In our game, we shoot single action revolvers with wax bullet ammo. We're tough on our revolvers, even though the ammo is under-powered. And, the game is fast, with shots being scored in fractions of a second. As a result of trying to be as competitive as possible, we're apt to tune our revolvers It's fairly easy to trim a spring, or polish a strut, or lighten a hammer. This isn't rocket science. It's basically 19th century technology, and frankly, with a good set of screwdrivers, a file, and a basic knowledge of mechanical interactions, it is entirely within the realm of the garage-tinkerer to do most of the basic gunsmithing that was done back in the 1800s.
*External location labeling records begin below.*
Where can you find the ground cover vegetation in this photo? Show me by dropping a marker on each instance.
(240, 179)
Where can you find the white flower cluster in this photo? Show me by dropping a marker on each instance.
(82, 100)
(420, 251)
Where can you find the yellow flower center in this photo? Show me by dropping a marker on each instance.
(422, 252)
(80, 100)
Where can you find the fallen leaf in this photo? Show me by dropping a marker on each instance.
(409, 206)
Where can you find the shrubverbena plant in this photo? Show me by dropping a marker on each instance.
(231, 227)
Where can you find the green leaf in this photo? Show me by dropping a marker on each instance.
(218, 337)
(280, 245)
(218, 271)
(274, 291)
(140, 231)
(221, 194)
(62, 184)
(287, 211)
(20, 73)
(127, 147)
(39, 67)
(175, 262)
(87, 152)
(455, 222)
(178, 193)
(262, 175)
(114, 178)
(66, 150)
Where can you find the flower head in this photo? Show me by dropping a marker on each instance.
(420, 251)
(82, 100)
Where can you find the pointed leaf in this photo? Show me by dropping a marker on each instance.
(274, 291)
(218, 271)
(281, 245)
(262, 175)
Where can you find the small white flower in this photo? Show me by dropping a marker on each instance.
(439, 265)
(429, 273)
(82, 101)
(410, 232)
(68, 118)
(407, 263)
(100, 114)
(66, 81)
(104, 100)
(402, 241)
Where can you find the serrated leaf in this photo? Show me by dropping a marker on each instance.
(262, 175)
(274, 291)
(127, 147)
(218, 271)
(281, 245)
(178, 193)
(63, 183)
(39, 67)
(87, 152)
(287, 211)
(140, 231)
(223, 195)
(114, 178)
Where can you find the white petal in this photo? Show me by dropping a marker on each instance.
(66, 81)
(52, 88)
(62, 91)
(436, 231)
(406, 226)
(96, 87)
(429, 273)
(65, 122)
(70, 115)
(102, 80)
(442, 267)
We have a rule that at a sanctioned shoot, the host supplies all the ammo for the match. It's a good rule, because it levels the playing field. Everyone shoots the same ammo. While we have standards for our ammo, and every host makes an effort to supply reliable ammunition, they have no control over the strength of your mainspring. If your mainspring is too light, the ammo might not ignite and the match is lost.
So, it's a balancing act. Tune the revolver, but keep the springs tight enough to ignite the primer. Especially for our ladies and youth, who might not have the grip strength of the men. Wolff makes springs for the Vaquero and they make springs for the Colt clones. Those two spring packs stay in my spares bag, and on my Brownells's wish list at all times.
I'm telling you all this, because next Wednesday, Milady and I are traveling to Kentucky to shoot at a sanctioned match, the Kentucky State Championships. Sure as God made little green apples, there will be a misfire sometime during the match.
Over the next several days I'll be going over our revolvers to make sure that they are clean and all the screws are tight. I've reduced the mainspring tension on Milady's Piettas and she's been shooting them for several months without a light strike, so I'm convinced that she won't have a problem, I run factory springs in my Ubertis, The Rugers are a mixed bag. Milady's backup was the first time I had tried to lighten a mainspring. She and I had matching guns, and I lightened both of those by the simple expedient of cutting four coils. That reduced the hammer tension considerably and has never been a problem. The Turnbull Vaquero has factory springs, but the action has been polished to a buttery smoothness.